News / Edmonton

That's the spirit: Local liquor distillers taking off in Edmonton

Local businesses are ready to take on the heavy hitters.

Strathcona Spirits owner Adam Smith poses at the distillery Monday.

Tim Querengesser / Metro Order this photo

Strathcona Spirits owner Adam Smith poses at the distillery Monday.

A distillery boom that's hitting Alberta is built on a sense of camaraderie and a shared goal of taking on multinationals.

Edmonton’s first two distilleries opened within days of each other in December, joining more than a dozen that have popped up across the province since the Alberta Gaming and Liquor Commission eased regulations for distilleries in 2013.

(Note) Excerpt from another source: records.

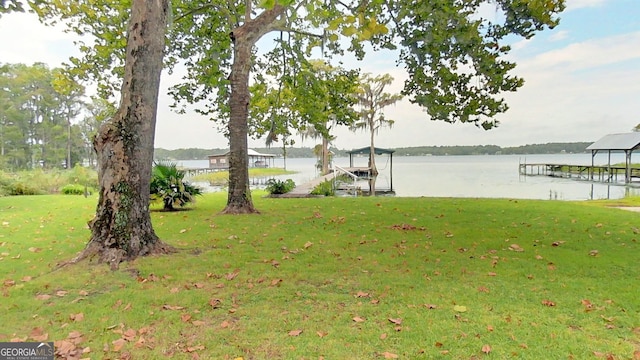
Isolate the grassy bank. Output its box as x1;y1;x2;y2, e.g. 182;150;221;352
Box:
0;193;640;359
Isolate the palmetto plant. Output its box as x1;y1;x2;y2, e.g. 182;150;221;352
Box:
151;163;202;211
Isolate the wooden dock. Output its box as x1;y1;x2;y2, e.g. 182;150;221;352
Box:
180;168;229;177
274;167;371;198
519;163;640;183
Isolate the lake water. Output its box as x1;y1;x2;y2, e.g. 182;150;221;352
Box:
178;153;640;200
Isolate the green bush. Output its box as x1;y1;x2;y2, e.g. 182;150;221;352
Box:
151;163;202;211
311;180;335;196
60;184;94;195
265;179;296;194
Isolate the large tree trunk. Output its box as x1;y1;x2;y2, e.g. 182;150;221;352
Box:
222;4;284;214
223;30;257;214
76;0;173;269
369;128;378;176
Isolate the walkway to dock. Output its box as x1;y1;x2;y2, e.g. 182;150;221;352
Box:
277;167;369;198
519;164;640;183
275;173;334;198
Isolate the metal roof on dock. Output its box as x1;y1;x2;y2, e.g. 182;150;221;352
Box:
587;132;640;151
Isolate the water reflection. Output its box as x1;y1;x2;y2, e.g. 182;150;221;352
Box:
179;154;640;200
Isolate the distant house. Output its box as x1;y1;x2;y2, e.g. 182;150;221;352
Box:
209;149;276;170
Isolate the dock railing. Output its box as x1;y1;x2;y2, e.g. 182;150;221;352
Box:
333;165;359;197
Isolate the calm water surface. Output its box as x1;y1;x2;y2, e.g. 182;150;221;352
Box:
179;154;640;200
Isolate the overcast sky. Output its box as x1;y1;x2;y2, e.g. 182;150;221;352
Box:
0;0;640;149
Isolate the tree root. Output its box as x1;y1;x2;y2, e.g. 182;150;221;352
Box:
57;239;178;271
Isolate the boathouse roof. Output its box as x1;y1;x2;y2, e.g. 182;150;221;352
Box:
587;132;640;152
347;146;396;155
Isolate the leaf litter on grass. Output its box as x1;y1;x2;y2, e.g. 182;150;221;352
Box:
0;195;638;359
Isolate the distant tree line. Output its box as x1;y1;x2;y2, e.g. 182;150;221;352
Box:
154;142;592;160
0;63;113;170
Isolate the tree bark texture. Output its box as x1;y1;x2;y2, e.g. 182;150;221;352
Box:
76;0;173;269
369;131;378;176
222;4;284;214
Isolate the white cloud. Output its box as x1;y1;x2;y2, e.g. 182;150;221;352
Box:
519;32;640;72
0;13;80;67
549;30;569;41
566;0;610;11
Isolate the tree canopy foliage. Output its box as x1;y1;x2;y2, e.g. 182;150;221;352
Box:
29;0;564;212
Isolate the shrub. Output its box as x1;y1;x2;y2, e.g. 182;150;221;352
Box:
311;180;335;196
151;163;202;211
265;179;296;194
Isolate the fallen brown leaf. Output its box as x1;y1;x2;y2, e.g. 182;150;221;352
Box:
542;300;556;307
209;299;222;309
111;339;127;352
69;313;84;321
29;327;49;342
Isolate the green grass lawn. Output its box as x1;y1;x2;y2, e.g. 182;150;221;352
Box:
0;193;640;360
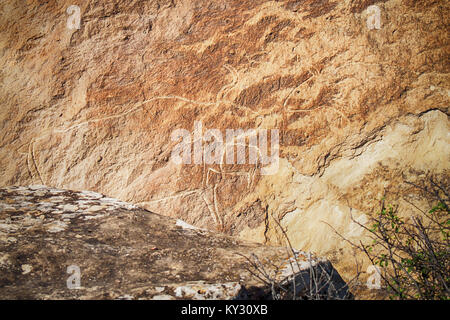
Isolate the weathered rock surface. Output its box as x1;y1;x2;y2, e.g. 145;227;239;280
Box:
0;186;348;299
0;0;450;280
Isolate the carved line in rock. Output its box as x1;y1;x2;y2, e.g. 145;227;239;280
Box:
19;65;268;230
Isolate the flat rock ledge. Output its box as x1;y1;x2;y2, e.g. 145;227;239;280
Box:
0;186;351;300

Adam Smith, who owns Strathcona Spirits at 10122 81 Ave., said he's received invaluable help from other distilleries.

“It’s kind of one of those situations (where) a rising tide floats all boats. There’s so much market available to small distilleries now, there’s so much interest in supporting things that are happening in the community,” he said.

“Ninety-eight per cent of the market is the multinational alcohol groups in spirits and beer. We just need to eke out a tiny, tiny percentage of what they’re doing.”

Smith hopes to carve out a customer base through community partnerships, especially in the local arts scene. Indeed, he formerly ran a music venue called Baby Seal Club in the building that now holds the distillery.

Smith supplies eight stores and three restaurants with Badland Seaberry Gin – made with berries picked in Edmonton – and Single Grain Vodka, made with wheat grown 20 kilometres south of the distillery.

Shayna Hansen and her husband Kris Sustrik at Hansen Distillery, 17412 111 Ave., do off sales and cocktails in their front room, and the heavy work in the back.

The couple makes vodka, gin, rye and moonshine, largely using locally sourced ingredients.

Hansen’s family has a long tradition of distilling, going back to her great grandparents, but she’s the first one to open a proper distillery.

Like Smith, the pair has benefited from kinship in the distilling community.

“We go around and like to meet everybody. And when people come into our store we tell them about the other distilleries, and hope that they can go and visit them as well,” Hansen said.